A COUNTRY LIKE YOU
Rights sold to Romania and Spain
2015 Prix Goncourt finalist
Born in Cairo in 1948, the author has seen a whole world fall apart. Not only the Jews leaving Egypt when Gamal Abdel Nasser came to power in 1956, not only the rise of the Muslim brotherhood and an increasingly Islamised Egypt (which sadly reminds us of today’s world), not only the decadence of the last pharaoh, the likeable, ever fatter despot King Farouk who was adored by his people but unable to assert his authority; but most significantly the fall of the old world, the one descended from the rites and superstitions, the magic and curses of ancient Egypt, where the characters of this epic novel seem to come from. What a saga, from 1925 to the present day! What an adventure, from filthy backstreets to political conflict against a backdrop of world war!
Here in the Jewish ghetto, Zohar is born to a beautiful young mother and a blind father, and this child of the ghetto will become almost a prince. His foster sister Masreya, a pure Egyptian with a dancer’s body and beguiling ways, takes him to the gates of power.
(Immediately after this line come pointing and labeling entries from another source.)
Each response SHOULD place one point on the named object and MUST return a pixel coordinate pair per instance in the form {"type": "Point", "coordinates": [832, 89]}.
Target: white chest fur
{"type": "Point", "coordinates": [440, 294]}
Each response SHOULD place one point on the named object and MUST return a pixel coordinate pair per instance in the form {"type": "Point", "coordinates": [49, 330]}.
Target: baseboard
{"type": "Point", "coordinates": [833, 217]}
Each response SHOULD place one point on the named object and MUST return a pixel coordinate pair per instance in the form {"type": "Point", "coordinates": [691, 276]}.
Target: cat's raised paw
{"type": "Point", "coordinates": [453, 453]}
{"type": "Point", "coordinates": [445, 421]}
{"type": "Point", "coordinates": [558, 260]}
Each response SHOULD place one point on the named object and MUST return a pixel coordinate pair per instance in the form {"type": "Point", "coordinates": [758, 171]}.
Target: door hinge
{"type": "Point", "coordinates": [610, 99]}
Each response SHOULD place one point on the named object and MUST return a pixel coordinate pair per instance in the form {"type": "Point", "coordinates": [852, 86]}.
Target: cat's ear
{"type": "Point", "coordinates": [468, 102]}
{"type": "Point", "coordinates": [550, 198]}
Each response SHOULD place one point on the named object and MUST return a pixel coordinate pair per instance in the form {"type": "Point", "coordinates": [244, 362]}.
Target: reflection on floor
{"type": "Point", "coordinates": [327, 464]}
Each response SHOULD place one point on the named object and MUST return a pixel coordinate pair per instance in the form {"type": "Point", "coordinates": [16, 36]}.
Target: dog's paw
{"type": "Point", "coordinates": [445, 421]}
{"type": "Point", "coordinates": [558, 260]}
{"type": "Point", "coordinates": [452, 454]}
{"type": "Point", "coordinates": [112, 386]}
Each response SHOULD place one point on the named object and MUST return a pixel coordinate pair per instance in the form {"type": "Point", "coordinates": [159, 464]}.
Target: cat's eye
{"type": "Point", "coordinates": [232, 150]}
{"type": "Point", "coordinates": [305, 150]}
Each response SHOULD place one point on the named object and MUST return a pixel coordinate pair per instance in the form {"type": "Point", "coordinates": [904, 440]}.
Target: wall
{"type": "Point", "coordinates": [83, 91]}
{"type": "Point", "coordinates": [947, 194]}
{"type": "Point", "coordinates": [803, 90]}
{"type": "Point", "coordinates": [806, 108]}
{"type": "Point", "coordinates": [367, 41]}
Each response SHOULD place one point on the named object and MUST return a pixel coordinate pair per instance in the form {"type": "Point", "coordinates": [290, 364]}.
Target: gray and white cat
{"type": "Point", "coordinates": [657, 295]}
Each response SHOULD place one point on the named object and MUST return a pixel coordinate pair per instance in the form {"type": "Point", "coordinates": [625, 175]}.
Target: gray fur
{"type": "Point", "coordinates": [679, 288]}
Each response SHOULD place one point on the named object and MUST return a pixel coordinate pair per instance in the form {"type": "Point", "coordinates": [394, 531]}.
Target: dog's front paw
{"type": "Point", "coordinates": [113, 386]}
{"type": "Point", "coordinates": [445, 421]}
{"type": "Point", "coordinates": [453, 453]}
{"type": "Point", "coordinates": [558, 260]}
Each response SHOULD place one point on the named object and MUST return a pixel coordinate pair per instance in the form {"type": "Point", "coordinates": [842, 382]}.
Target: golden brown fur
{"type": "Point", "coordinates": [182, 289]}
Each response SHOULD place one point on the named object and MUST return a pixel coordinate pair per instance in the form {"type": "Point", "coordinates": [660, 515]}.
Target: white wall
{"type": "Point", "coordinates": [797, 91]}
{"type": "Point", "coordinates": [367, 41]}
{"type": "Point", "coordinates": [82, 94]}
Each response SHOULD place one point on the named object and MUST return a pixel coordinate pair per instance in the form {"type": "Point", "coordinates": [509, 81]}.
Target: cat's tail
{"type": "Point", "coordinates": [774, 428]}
Here too we find the beggars and the proud, the street swindlers and the gossip-mongers, the poor and the affluent, the whole population of a shouting, rebelling, suffering and hoping Egypt in a colourful saga illuminated by a millennial sun.
The ethno-psychiatrist, disciple of Georges Devereux, professor of psychology and sometime diplomat Tobie Nathan is also an essayist and novelist. Amongst other works, he has published La Nouvelle Interprétation des rêves (Odile Jacob, 2011) and Ethno-roman (Grasset), winner of the 2012 Prix Femina for an essay.